CY : le design à l’université

Dominique Sciamma a rejoint CY Cergy Paris Université pour y prendre la direction de la filière design. Jusque-là directeur de Strate École de Design, il conserve la présidence de l’APCI.

Vous venez de quitter la direction de Strate École de Design. Que cela vous inspire-il ? 
D.S. Quand j’ai pris la tête de Strate, il y a cinq ans, l’école a connu un développement spectaculaire : géographique, mais aussi en matière de recherche, de partenariat ou de notoriété – avec l’appui de Galileo (ndlr : groupe auquel appartient Strate) que je tiens à remercier ici. Lorsque je quitte Strate, le mois dernier, deux constats m’apparaissent clairement : en premier lieu, il est possible de développer une démarche entrepreneuriale dans une école de design tout en satisfaisant aux exigences académiques, sachant qu’un tel projet est néanmoins incompatible avec la volonté d’atteindre une croissance de 15 % par an ; d’autre part, la parole des écoles publiques pour ce qui concerne le design est inaudible – ce qui est anormal pour un pays comme la France où il leur revient de donner le la.
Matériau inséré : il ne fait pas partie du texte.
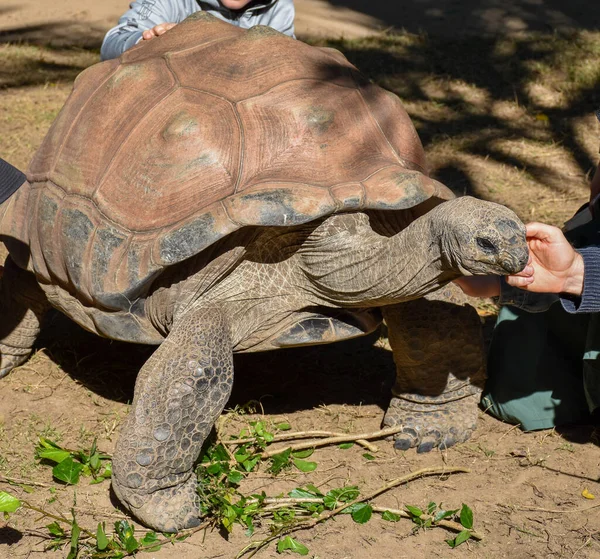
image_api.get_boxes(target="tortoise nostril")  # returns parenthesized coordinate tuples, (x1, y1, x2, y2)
(476, 237, 497, 253)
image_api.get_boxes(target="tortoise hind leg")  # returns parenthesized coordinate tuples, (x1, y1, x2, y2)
(112, 305, 234, 532)
(381, 290, 484, 453)
(0, 257, 50, 378)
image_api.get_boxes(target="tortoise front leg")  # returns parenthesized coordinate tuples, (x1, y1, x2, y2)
(112, 306, 234, 532)
(0, 257, 50, 378)
(381, 295, 485, 453)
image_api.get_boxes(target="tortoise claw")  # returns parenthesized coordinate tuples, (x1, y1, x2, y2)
(394, 428, 418, 450)
(385, 395, 478, 453)
(417, 431, 442, 453)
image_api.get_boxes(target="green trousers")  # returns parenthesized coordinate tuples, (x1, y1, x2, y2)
(482, 217, 600, 431)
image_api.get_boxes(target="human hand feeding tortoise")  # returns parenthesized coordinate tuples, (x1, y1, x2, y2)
(0, 14, 528, 532)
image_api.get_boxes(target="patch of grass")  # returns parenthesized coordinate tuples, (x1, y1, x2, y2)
(0, 43, 98, 89)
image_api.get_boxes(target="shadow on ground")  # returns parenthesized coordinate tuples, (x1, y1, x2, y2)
(320, 30, 600, 200)
(324, 0, 599, 37)
(0, 21, 105, 50)
(38, 311, 394, 414)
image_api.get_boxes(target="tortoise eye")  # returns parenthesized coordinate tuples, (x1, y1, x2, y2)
(476, 237, 497, 253)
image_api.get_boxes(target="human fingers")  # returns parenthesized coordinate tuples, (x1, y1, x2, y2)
(524, 222, 565, 243)
(505, 274, 535, 289)
(510, 264, 534, 278)
(154, 23, 176, 36)
(142, 28, 157, 40)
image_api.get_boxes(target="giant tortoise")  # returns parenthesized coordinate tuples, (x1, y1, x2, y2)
(0, 13, 528, 531)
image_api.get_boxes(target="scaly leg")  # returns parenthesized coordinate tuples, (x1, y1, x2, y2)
(382, 291, 484, 453)
(112, 306, 234, 532)
(0, 257, 49, 378)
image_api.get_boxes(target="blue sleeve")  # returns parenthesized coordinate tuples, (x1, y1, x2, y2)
(101, 0, 185, 61)
(561, 247, 600, 313)
(497, 278, 559, 313)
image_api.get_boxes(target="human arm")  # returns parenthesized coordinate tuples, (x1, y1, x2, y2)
(265, 0, 295, 37)
(100, 0, 184, 60)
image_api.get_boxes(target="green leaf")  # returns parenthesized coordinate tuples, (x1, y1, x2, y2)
(37, 448, 71, 464)
(125, 535, 139, 553)
(240, 455, 260, 472)
(47, 522, 65, 537)
(459, 504, 473, 529)
(244, 518, 255, 537)
(115, 520, 139, 553)
(289, 488, 319, 499)
(362, 453, 375, 460)
(304, 484, 323, 497)
(350, 503, 373, 524)
(234, 450, 252, 464)
(36, 438, 71, 464)
(96, 522, 109, 551)
(89, 453, 101, 472)
(102, 461, 112, 479)
(446, 529, 471, 548)
(207, 443, 231, 462)
(427, 501, 437, 515)
(276, 422, 291, 431)
(405, 505, 423, 517)
(66, 519, 81, 559)
(276, 536, 309, 555)
(292, 448, 314, 459)
(338, 442, 354, 449)
(139, 531, 161, 551)
(269, 449, 292, 475)
(114, 520, 135, 543)
(434, 508, 458, 522)
(381, 510, 401, 522)
(0, 491, 21, 513)
(292, 458, 317, 472)
(227, 470, 244, 485)
(339, 503, 365, 514)
(323, 486, 360, 509)
(52, 457, 83, 485)
(206, 462, 224, 475)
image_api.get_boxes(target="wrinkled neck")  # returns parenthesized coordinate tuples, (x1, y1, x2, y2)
(299, 212, 457, 308)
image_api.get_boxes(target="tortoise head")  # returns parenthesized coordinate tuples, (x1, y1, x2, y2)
(435, 197, 528, 276)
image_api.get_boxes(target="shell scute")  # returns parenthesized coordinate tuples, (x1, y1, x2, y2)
(223, 184, 336, 228)
(235, 80, 399, 189)
(168, 29, 355, 102)
(47, 58, 175, 197)
(28, 59, 120, 182)
(94, 88, 240, 232)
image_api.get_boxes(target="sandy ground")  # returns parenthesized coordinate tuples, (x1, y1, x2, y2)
(1, 1, 600, 559)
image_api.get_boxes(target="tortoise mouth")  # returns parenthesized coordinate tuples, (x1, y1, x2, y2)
(499, 248, 529, 275)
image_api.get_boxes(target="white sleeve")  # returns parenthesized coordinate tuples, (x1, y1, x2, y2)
(100, 0, 183, 60)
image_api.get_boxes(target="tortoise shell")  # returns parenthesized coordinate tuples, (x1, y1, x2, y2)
(26, 13, 453, 313)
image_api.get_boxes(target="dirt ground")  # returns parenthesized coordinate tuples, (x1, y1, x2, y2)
(1, 1, 600, 558)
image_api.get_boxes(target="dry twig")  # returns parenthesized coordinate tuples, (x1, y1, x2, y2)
(237, 466, 473, 558)
(224, 429, 380, 452)
(259, 426, 403, 458)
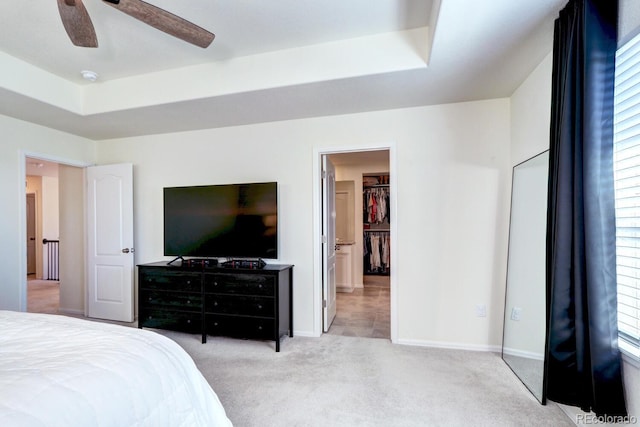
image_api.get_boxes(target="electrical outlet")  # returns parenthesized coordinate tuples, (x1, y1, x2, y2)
(475, 304, 487, 317)
(511, 307, 522, 321)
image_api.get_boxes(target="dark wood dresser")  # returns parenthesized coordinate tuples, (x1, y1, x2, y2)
(138, 262, 293, 352)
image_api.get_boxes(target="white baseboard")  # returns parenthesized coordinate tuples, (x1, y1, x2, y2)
(58, 308, 84, 316)
(502, 347, 544, 360)
(298, 332, 502, 353)
(294, 330, 321, 338)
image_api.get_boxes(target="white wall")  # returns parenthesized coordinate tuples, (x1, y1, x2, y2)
(25, 175, 43, 279)
(0, 114, 94, 311)
(58, 165, 85, 314)
(97, 99, 511, 348)
(511, 52, 553, 165)
(41, 176, 59, 280)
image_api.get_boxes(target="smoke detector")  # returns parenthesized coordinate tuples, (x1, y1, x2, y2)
(81, 70, 99, 82)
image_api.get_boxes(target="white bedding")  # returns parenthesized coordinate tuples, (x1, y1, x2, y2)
(0, 310, 232, 427)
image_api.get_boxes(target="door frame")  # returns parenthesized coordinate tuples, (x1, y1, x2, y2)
(312, 142, 398, 342)
(17, 150, 92, 312)
(26, 193, 37, 275)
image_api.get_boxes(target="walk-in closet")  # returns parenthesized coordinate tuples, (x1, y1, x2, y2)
(363, 173, 390, 279)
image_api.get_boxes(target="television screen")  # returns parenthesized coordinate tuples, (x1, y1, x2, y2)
(163, 182, 277, 259)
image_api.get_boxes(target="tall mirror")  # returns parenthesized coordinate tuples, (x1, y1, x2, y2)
(502, 150, 549, 404)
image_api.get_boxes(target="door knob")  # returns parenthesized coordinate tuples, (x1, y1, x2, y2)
(122, 248, 130, 254)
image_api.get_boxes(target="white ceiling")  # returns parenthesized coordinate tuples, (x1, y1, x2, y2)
(0, 0, 567, 140)
(26, 158, 59, 178)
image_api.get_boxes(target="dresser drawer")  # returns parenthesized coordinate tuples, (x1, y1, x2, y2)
(205, 314, 274, 339)
(139, 270, 200, 292)
(139, 309, 201, 333)
(204, 273, 275, 296)
(205, 294, 274, 317)
(140, 289, 202, 312)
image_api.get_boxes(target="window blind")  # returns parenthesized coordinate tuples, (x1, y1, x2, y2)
(613, 31, 640, 350)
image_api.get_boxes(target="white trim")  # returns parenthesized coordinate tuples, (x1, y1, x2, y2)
(502, 347, 545, 361)
(17, 152, 27, 311)
(292, 330, 320, 338)
(620, 342, 640, 368)
(396, 338, 502, 353)
(18, 150, 92, 313)
(312, 143, 398, 341)
(58, 308, 85, 316)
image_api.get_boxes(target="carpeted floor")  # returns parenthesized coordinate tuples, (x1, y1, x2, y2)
(28, 277, 574, 426)
(159, 331, 574, 427)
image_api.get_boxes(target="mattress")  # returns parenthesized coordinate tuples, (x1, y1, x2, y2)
(0, 310, 232, 426)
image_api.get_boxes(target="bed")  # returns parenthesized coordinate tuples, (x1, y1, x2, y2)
(0, 310, 232, 427)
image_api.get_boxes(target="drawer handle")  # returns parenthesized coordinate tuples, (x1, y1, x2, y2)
(257, 304, 262, 310)
(187, 319, 191, 324)
(214, 322, 219, 326)
(187, 300, 191, 304)
(148, 297, 152, 301)
(214, 301, 218, 306)
(214, 282, 218, 286)
(258, 326, 263, 330)
(258, 284, 263, 289)
(187, 280, 191, 284)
Que décidez-vous de faire, par conséquent ?
D.S. Je me suis demandé dans quel environnement je pourrais développer une école de design combinant une démarche entrepreneuriale et exigences académiques. La réponse m’est apparue assez évidente : un environnement dans lequel la puissance publique prenne la parole sur le design et sa pédagogie, et en même temps qui est synchronisé avec les enjeux politiques de notre temps (gouvernance, diversité, climat, etc.) – des enjeux de la transition en quelque sorte. C’est ainsi que je rejoins CY Cergy Paris Université pour y prendre la direction de la filière design qui aura plusieurs composantes : une école de design – incubée dans l’école CY Tech – qui va former en cinq ans des « designers de la transition » bénéficiant d’un diplôme universitaire sur le modèle LMD ; un parcours ingénieur designer ;  des Bachelors et des Mastères spécialisés mixant sciences et design – le premier Bachelor sera le Datascience by design ; la création de formations professionnelles continues dont un MBA ; un laboratoire de recherche avec à la fois des thématiques spécifiques et des collaborations avec les autres laboratoires de CY ; un centre d’innovation pédagogique par le design pour amener le design dans les pédagogies de l’université ; et enfin, une chaire industrielle dont je serai le titulaire. J’en profite pour signaler que projet est avant tout l’histoire d’une rencontre avec François Germinet, le président de CY, au cours de laquelle j’ai découvert son projet d’université expérimentale combinant excellence académique, volonté d’interdisciplinarité et professionnalisation – le tout dans une démarche entrepreneuriale et altruiste. Du coup, nous nous sommes aperçus que nous avions la même vision – comme le démontre la devise de CY « Design your life ».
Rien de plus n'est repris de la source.